There are two examples: One for testing the OLED screen and other to test the sx1276 and the Semtech Loramac stack.
This last example is based on the provided RIOT-OS example for Lorawan, but I’ve added support for ABP and debug prints to see what is going on.
On the Make file, we should select the type of activation and fill out the required data from the TTN device console. All data just needs to be copied and pasted directly and it should work.

To build the examples I’m using Docker according to this instructions.

Additionally, for the ESP32 flashing to work, the ESP-IDF repository must be cloned and its location set for RIOT build by setting the ESP32_SDK_DIR variable.

Results:
The following things work fine:

– The serial console works fine.
– The blue led, on and off
– The button, detecting it release and pressed.

The OLED works fine through I2C, but the I2C speed must be set exactly as defined on the board definition, otherwise it won’t work. It took me several hours to debug this issue.
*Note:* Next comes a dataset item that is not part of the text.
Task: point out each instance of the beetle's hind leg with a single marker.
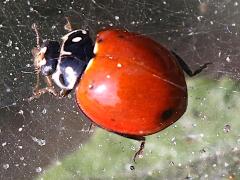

The sx1276 works, it is detected and the Semtech stack seems to be able to use it. Adding some debugging to Loramac stack shows that the DIO# interrupts are detected but there are issues. For example I have two boards and with the same code I have different behaviours which seems rather strange… I was able to send data to the TTN gateway, but when waiting for the Semtech stack it hangs waiting for a stack status message. The other board is always complaining regarding MAC timeout.

So, all in all, as a first experience with RIOT-OS on the TTGO board, excepting the Lorawan stack, everything seems to work as expected. Regarding the Lorawan stack, probably going to try the LMIC Arduino implementation to see if it is possible to port it to RIOT-OS.